Common Pathway model

The common pathway model, shown in Figure 1b, is a submodel of the independent pathway model that posits that the covariance among dependence on different substances is due to a single latent trait. The variation in the latent trait is partitioned into its genetic and environmental sources. Like the independent pathway model, the variance specific to each substance is partitioned into genetic and environmental factors.
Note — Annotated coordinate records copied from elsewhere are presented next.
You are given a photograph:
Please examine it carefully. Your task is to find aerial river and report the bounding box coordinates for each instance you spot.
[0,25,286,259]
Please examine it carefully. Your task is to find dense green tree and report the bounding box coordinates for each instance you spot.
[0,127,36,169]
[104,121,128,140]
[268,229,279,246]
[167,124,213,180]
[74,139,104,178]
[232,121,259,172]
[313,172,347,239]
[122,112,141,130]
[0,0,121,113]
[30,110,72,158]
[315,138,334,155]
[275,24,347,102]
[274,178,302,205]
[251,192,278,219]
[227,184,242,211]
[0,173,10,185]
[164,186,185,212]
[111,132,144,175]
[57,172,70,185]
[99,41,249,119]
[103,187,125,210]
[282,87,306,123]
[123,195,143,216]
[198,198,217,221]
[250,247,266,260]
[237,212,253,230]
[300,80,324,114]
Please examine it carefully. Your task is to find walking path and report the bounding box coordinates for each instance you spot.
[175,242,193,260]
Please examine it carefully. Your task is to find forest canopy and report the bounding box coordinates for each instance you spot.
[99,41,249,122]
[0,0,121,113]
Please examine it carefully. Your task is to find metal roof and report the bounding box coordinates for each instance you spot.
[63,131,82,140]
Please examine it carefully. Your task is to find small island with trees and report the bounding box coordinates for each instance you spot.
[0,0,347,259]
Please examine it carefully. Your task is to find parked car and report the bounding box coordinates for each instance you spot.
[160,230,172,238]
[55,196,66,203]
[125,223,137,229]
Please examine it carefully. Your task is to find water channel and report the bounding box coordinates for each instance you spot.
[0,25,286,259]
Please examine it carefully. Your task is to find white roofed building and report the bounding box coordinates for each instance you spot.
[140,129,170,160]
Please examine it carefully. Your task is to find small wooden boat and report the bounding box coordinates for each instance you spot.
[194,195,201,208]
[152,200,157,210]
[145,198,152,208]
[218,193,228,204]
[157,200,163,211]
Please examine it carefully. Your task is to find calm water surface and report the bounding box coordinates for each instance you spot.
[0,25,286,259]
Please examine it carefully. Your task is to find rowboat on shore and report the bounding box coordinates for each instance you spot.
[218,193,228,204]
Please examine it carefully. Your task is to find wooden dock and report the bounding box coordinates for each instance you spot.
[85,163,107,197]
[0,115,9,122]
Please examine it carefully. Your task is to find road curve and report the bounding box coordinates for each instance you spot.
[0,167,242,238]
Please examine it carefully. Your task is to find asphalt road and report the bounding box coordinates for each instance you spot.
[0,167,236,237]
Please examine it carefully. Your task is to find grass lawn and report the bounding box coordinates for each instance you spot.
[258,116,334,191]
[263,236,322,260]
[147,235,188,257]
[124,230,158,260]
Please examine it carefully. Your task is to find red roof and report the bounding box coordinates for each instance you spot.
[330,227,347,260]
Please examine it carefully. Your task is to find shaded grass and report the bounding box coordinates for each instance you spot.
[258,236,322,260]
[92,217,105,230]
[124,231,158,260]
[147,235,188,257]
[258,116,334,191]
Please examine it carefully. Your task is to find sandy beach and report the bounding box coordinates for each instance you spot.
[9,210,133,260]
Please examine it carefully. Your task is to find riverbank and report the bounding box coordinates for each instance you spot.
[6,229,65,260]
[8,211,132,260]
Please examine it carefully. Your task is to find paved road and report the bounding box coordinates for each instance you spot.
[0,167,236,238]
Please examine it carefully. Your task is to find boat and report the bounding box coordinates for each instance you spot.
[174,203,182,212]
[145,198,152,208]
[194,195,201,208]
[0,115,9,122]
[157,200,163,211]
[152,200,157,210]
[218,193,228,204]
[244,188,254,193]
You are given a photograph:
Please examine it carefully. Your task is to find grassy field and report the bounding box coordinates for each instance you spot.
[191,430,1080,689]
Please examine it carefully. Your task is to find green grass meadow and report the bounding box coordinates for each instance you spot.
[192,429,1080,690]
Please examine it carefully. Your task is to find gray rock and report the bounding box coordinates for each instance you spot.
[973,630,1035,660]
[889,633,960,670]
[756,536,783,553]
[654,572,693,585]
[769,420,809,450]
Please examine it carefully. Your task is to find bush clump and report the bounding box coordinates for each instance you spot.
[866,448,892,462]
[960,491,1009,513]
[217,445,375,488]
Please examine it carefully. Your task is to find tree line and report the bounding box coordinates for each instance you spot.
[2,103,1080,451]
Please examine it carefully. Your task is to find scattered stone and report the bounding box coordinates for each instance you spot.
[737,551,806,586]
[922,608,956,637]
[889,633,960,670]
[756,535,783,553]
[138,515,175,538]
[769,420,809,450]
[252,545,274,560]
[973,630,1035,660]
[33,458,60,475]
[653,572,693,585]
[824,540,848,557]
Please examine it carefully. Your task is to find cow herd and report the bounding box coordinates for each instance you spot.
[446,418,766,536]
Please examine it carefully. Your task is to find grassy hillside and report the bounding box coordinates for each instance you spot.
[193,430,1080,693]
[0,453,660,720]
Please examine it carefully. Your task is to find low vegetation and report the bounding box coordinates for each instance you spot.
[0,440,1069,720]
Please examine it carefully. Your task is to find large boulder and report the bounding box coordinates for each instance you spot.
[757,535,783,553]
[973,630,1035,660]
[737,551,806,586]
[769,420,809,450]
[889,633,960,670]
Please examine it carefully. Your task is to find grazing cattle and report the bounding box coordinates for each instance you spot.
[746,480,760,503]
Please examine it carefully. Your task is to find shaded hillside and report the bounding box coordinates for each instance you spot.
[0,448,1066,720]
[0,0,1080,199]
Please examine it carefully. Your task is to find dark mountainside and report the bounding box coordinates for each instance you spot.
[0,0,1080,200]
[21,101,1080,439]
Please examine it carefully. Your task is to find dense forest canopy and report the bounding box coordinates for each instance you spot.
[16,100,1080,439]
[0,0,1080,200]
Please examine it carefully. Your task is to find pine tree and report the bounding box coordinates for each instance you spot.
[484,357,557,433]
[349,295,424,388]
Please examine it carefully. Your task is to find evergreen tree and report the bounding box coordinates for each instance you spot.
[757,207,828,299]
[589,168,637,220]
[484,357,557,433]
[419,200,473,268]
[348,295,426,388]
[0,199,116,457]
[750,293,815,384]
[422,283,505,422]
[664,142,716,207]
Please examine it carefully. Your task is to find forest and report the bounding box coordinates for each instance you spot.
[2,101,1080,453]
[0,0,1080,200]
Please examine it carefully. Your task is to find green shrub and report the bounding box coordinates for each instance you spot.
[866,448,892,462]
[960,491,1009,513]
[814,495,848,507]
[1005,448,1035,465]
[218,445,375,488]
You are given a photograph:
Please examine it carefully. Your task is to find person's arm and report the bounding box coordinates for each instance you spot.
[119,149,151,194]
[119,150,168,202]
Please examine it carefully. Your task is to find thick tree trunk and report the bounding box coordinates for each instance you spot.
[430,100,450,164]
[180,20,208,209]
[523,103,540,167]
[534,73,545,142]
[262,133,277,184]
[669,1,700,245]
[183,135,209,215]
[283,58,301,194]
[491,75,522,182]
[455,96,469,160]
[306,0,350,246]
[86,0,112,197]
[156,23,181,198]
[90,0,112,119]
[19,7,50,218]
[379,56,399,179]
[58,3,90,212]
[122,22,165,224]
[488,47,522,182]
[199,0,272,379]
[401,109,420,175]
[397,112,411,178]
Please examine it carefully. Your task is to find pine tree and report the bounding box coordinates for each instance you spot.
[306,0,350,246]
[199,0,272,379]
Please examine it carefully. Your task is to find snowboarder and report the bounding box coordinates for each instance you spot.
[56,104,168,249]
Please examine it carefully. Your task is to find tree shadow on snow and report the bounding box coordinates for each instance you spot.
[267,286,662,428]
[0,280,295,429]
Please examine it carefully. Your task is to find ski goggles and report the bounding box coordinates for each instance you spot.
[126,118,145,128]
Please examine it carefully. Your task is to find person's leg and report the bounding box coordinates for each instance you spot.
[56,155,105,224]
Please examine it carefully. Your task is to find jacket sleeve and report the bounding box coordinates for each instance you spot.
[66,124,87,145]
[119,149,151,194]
Both multivariate genetic models have the potential to identify shared genetic and environmental mechanisms across alcohol, tobacco and cannabis; however, the Common Pathway model represents a testable hypothesis that there is a single underlying process. Genetic and environmental effects on the latent factor highlight differences in the mechanism that bring about liability to developing dependence symptoms on an array of substances.

Three different forms of sex-limited univariate and multivariate models were fitted to the data to account for the possibility of gender differences in the magnitude of genetic and environmental influences that have been seen in reference to smoking behaviors (Li et al., 2003), and inconsistently observed in large studies of alcohol dependence (Hardie et al., 2008; Heath et al., 1997; Hicks et al., 2007). The general sex-limitation model (Model I) posits that additive genetic effects may be common or specific to each sex. This is achieved by freely estimating the genetic correlation between opposite-sex twins instead of fixing it at 50%. Additionally, the model does not constrain the phenotypic variance or the magnitude of genetic and environmental effects across sexes. Alternatively, we also tested a restricted sub model of the general sex-limitation model, otherwise known as the “Common Effects Sex-Limitation Model” (Neale et al., 2003), that assumes that there are no sex-specific additive genetic factors but that the relative contribution of genetic and environmental factors differs between men and women (Model II). Finally, we tested a model that posits that there are no sex-specific additive genetic factors, and that the magnitude of genetic and environmental effects are the same across sexes (Model III; otherwise known as a “Scalar Effects Sex-Limitation Model” (Neale et al., 2003). All three models were fitted to the data to test for both qualitative and quantitative gender differences. After establishing the best-fitting sex-limitation model, we then proceeded to test specific parameters.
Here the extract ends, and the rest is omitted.